Gracias a Dios, eso era lo único que le había acompañado.
También sabía que mucha gente del hospital de Thunder Canyon consideraba sus maneras un poco frías, al menos aquellos que confundían los sentimientos con la profesionalidad.
Un error que él no volvería a cometer.
Pero gracias a Annabel Cates y a su perro se veía convertido en blanco de miradas, susurros y conversaciones que acababan en cuanto él aparecía. Después de la visita de la joven se habían sucedido algunas indirectas, algunas más sutiles que otras. El jersey que llevaba Marge unos días atrás, con dibujo de caniches en miniatura, fue una de ellas. Menos discretos eran sus compañeros cirujanos cuando ladraban en voz baja cada vez que él entraba en la sala de médicos.
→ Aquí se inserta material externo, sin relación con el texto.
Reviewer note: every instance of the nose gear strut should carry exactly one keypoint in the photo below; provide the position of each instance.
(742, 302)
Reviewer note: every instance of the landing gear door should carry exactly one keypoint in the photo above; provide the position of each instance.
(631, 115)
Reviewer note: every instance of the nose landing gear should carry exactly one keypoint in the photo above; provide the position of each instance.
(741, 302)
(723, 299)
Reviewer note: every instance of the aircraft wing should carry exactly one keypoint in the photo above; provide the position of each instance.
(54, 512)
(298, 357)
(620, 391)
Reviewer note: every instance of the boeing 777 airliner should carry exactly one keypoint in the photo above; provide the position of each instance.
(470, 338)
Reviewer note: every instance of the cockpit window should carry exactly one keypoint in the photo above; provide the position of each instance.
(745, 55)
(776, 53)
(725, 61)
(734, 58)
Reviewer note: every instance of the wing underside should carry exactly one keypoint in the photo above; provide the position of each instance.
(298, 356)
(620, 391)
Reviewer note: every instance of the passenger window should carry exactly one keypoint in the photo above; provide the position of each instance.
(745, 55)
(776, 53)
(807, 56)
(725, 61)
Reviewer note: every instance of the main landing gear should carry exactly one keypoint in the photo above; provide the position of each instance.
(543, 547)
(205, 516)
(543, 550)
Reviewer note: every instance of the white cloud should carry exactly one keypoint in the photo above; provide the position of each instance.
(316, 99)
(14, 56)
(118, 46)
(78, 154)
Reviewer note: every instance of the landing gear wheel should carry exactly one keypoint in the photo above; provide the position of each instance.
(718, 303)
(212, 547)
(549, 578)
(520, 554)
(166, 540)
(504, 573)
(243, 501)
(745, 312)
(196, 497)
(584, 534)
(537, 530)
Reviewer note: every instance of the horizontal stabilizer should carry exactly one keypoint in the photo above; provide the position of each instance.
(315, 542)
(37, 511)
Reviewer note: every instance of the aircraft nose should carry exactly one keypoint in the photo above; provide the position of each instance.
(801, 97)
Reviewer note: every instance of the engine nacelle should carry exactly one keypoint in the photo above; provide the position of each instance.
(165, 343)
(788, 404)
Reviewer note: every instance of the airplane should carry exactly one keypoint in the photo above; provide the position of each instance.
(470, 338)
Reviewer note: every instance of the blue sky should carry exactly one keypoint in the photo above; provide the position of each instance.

El tarro de farmacia antiguo lleno de galletas para perro y atado con un brillante lazo amarillo que había encontrado en su escritorio fue un detalle simpático. No llevaba nota y Marge no había dicho una palabra al respecto. Thomas pensó que dejarlo en la sala de espera para alguien que tuviera mascota solo serviría para echar más leña al fuego, así que guardó el tarro en el cajón inferior del aparador.